On top of the stone wall, I sat and drew him. I tore and threw him, like I was spreading his ashes.
He brought me a roll of paper that night. What if I had stopped him? Made him talk to me a little longer? Thinking of him made me want to tear the stuffing from my heart, just tear it out and not feel it anymore. No, I didn’t feel anything, that was the truth.
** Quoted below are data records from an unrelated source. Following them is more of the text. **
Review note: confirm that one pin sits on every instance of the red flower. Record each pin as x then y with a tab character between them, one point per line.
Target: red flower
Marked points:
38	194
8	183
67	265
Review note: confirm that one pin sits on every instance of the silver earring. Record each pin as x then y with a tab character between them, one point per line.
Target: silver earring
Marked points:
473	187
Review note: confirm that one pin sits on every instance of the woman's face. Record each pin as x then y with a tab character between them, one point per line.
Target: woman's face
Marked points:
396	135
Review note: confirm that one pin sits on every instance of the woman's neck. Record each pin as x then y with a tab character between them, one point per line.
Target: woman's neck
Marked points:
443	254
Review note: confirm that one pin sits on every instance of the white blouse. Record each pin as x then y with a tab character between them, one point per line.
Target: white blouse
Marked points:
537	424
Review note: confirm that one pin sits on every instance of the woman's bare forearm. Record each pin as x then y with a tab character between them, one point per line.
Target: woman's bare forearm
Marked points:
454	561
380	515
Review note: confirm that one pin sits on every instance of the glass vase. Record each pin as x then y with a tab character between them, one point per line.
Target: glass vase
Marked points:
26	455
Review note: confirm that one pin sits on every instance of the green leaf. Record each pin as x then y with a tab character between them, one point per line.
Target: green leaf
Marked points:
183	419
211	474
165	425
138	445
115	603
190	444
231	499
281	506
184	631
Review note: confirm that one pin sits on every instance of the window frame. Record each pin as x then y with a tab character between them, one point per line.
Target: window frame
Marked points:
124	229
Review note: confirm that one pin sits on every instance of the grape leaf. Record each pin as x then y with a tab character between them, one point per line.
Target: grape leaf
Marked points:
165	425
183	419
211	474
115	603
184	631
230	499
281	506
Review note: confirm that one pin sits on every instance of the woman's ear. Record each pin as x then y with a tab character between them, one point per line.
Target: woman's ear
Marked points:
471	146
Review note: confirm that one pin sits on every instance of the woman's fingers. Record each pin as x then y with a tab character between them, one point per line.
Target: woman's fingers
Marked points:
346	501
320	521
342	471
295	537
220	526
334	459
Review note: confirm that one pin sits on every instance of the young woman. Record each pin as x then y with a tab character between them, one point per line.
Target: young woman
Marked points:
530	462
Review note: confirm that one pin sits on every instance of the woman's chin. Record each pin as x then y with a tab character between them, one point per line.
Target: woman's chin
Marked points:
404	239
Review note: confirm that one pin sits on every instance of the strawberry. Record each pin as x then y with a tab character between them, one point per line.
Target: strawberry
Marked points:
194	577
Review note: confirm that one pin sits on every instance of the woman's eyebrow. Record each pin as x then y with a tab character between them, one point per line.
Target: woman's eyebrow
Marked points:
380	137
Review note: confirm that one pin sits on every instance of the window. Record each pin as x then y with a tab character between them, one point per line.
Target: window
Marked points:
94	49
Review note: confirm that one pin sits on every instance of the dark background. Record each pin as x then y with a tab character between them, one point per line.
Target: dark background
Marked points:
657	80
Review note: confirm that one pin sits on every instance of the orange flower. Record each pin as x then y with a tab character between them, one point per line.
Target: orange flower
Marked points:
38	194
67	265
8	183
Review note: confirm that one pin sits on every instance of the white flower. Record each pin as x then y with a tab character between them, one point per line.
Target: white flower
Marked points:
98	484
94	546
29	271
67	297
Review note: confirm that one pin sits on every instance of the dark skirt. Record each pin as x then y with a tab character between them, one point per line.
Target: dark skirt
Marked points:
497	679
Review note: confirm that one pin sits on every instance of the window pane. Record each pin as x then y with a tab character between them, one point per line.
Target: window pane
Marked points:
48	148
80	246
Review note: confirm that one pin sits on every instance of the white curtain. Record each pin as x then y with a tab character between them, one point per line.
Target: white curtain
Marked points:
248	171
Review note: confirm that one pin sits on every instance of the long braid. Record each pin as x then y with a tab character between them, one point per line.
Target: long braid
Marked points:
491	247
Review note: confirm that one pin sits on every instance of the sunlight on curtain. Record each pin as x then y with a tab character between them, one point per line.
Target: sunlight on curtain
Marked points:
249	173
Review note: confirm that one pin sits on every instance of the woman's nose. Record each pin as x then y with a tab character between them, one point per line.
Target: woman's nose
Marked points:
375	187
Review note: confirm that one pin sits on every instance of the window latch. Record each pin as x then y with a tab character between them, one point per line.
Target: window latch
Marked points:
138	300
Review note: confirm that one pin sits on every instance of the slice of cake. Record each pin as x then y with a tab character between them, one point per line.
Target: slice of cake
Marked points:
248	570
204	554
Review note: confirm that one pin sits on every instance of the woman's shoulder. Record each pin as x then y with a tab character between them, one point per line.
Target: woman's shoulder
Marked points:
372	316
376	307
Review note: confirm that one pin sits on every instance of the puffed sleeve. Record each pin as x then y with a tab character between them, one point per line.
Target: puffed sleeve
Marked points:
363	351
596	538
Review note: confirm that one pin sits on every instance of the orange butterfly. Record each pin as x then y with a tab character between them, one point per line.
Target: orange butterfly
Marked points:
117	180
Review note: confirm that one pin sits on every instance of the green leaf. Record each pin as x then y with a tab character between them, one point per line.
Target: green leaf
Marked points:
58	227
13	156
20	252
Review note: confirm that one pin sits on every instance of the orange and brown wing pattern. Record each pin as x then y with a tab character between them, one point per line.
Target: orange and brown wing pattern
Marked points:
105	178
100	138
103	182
If I took my knife and nicked at my wrists like those shelter girls, I wouldn’t feel it, not one bit. I could hit a vein and watch the blood come pouring out, use its redness to paint on the cold ground.
I was walking around completely stripped of my life, hair singed, homeless as a stray, half my ear gone. Half an orphan.
Tomorrow, I was going to start school. School. Me in school, me and school. Those things just didn’t seem to go together.
No wonder I couldn’t sleep.
6
THE DIFFERENCE BETWEEN Staten Island and Manhattan was the difference between circles and squares. Manhattan had blocks. Angles, straight lines. Nothing soft, like leaves or dirt, nothing to sink your fingers into unless you wanted to hit dog shit.